Telemetry vs. Step-Down

In your opinion, what constitutes a telemetry unit and what constitutes a step-down unit?

I'm curious about what your personal experiences are in differing levels of care provided by a telemetry vs. a stepdown unit. In my experience, the definition and expectations vary widely from hospital to hospital.

I work on a unit that the hospital used to call stepdown/respiratory monitoring but now calls telemetry. The ratio is 3-1 for day and night shift. We care for post-surgical, trauma, medical, neuro and the occasional cardiac patient. We care for patients on BiPAP and on titratable cardiac drips such as Cardizem, amiodarone, nicardepine and nitroglycerin. Insulin drips are very unusual but acceptable. Vital signs are q4 hours unless actively titrating medications. All patients are on telemetry, which the nurses are responsible for monitoring. We do not care for patients on any pressers or on vents.

Thanks in advance for your feedback!

Featured Replies

Telemetry often refers to a progressive care unit, which can describe a step-down unit.

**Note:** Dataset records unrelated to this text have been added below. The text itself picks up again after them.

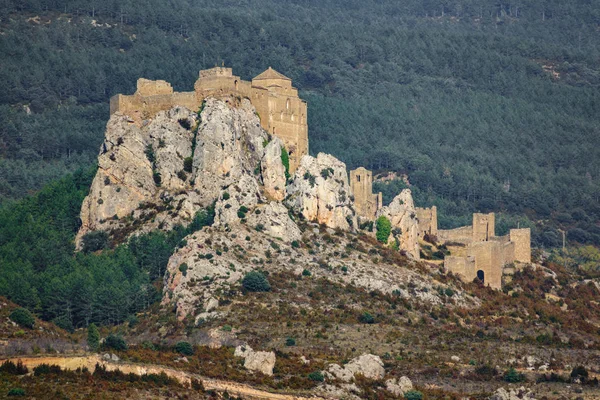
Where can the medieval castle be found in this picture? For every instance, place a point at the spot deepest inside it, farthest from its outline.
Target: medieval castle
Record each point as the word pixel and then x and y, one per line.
pixel 281 111
pixel 476 252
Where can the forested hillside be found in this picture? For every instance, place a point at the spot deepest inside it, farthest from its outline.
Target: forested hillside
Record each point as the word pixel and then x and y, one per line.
pixel 486 106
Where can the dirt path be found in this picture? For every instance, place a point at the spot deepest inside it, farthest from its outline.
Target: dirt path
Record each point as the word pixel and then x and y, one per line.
pixel 233 388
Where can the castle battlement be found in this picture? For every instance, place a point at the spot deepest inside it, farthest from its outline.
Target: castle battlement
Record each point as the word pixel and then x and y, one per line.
pixel 282 113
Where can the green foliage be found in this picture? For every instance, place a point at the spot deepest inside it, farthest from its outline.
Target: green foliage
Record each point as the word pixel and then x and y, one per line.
pixel 255 281
pixel 23 318
pixel 366 318
pixel 94 241
pixel 188 164
pixel 285 160
pixel 115 342
pixel 184 348
pixel 93 338
pixel 183 268
pixel 413 395
pixel 16 392
pixel 316 376
pixel 512 376
pixel 384 228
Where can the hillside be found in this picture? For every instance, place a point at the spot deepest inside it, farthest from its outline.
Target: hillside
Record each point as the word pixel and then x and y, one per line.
pixel 483 106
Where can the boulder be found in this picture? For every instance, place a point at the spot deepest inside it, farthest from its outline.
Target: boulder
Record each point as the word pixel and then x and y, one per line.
pixel 273 171
pixel 261 361
pixel 405 227
pixel 321 193
pixel 398 387
pixel 368 365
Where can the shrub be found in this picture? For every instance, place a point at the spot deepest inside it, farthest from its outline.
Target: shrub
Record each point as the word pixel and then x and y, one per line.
pixel 183 268
pixel 115 342
pixel 413 395
pixel 188 163
pixel 256 282
pixel 22 317
pixel 316 376
pixel 366 318
pixel 11 368
pixel 184 348
pixel 93 337
pixel 16 392
pixel 285 160
pixel 94 241
pixel 579 372
pixel 384 228
pixel 512 376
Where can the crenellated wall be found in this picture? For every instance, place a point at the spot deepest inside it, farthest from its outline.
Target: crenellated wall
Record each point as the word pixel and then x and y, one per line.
pixel 366 203
pixel 282 113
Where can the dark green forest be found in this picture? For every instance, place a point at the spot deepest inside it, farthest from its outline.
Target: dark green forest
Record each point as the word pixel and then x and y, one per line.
pixel 485 106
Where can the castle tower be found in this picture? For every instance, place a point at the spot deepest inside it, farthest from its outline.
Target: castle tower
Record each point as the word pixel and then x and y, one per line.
pixel 484 227
pixel 365 202
pixel 282 112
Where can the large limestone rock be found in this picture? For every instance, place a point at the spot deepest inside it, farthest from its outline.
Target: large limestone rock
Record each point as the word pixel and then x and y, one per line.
pixel 368 365
pixel 141 168
pixel 399 386
pixel 512 394
pixel 273 171
pixel 261 361
pixel 229 144
pixel 405 227
pixel 320 191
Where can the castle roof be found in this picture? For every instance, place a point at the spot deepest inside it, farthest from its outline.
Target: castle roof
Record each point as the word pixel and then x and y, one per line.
pixel 270 73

It's never made much sense to use the term "telemetry" to describe a level of care or acuity. Telemetry just means some sort of monitoring is in use, telemetry is used in outpatient settings, observation units, procedural care settings, surgical floors, medical floors, progressive care, step-down, ER, and critical care, so it serves no real purpose in defining what a particular unit is.

A 3-1 ratio typically describes step-down, which can include BiPAP dependent, titrated drips other than pressors, day 1 open hearts, stable vents, nurse-monitored telemetry, and generally patients who might need to become full-ICU patients but not yet, or full-ICU patients that are ready to begin transitioning to a regular floor but aren't quite there yet.